Settlement: The Guidelines require non-bank PAs to maintain the amount collected by them in an escrow account with a scheduled commercial bank. For the purpose of maintenance of the escrow account, the operations of PAs shall be deemed to be ‘designated payment systems’ under Section 23A of the PSSA. PAs can shift the escrow account from one bank to another in a time-bound manner without impacting the payment cycle.
Security Risk: The Guidelines mandate PAs to put in place adequate information and data security infrastructure and systems. PAs must also put in place a Board-approved information security policy for the safety and security of the payment systems operated by them and implement security measures accordingly. PAs are prohibited from storing customer card credentials within their database or the server accessed by the merchant. Further, PAs must establish a mechanism for monitoring, handling, and follow-up of cybersecurity incidents and breaches. All cybersecurity incidents must be reported immediately to the DPSS, RBI, Central Office, and CERT-In.

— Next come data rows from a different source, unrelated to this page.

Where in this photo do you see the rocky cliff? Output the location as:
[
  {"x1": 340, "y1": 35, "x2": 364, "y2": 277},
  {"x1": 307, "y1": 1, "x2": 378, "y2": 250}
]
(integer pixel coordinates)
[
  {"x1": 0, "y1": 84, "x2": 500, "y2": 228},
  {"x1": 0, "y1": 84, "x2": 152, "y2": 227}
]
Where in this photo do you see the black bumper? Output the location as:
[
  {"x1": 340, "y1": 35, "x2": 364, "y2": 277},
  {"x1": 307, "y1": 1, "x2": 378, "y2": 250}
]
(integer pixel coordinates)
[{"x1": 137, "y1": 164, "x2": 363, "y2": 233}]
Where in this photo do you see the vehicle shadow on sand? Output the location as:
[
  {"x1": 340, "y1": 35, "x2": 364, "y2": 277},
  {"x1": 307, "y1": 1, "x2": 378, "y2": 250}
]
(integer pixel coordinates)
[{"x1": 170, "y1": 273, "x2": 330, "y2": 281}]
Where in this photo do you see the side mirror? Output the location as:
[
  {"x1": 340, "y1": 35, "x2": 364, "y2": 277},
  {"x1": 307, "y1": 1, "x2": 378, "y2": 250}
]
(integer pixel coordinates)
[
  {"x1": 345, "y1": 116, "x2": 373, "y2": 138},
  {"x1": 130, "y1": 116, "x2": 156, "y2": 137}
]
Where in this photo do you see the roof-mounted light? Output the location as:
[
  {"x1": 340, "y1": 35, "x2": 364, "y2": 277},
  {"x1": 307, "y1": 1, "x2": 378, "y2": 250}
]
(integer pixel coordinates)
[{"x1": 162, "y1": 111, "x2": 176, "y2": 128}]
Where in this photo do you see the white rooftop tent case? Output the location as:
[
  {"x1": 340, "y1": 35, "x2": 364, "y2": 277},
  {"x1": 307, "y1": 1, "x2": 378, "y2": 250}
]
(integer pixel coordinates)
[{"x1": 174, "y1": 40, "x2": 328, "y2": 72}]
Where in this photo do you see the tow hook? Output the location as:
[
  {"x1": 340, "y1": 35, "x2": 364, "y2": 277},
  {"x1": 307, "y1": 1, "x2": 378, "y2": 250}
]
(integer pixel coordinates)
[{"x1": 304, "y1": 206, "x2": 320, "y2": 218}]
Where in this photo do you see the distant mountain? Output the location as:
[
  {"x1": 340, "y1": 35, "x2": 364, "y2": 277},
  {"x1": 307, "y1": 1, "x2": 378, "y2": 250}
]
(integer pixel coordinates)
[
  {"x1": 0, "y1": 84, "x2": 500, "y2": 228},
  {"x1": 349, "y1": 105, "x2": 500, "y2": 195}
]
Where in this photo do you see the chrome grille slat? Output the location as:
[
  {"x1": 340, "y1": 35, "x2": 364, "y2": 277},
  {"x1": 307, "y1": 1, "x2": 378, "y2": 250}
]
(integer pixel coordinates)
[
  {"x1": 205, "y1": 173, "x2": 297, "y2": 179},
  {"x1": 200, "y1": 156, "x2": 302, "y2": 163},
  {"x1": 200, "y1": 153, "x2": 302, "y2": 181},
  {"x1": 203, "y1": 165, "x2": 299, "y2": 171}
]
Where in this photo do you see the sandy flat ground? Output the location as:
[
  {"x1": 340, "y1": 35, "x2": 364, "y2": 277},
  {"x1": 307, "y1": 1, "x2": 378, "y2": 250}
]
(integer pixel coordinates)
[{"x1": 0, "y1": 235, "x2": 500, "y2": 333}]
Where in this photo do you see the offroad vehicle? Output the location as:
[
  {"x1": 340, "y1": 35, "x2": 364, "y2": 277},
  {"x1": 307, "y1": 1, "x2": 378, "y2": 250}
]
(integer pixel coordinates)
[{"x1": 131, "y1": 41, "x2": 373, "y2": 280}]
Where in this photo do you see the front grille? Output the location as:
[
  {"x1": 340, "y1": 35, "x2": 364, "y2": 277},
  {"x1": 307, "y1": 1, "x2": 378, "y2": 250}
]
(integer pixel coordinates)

PAs are required to comply with data storage requirements as applicable to Payment System Operators. PAs shall submit the System Audit Report, including a cybersecurity audit conducted by CERT-In empanelled auditors, within two months of the close of an FY to the respective Regional Office of DPSS, RBI.
General Instructions: PAs shall not place limits on transaction amounts for a particular payment mode. The responsibility therefor shall lie with the issuing bank/entity. PAs shall not give an option for ATM PIN as a factor of authentication for card-not-present transactions. All refunds shall be made to the original method of payment unless specifically agreed otherwise by the customer.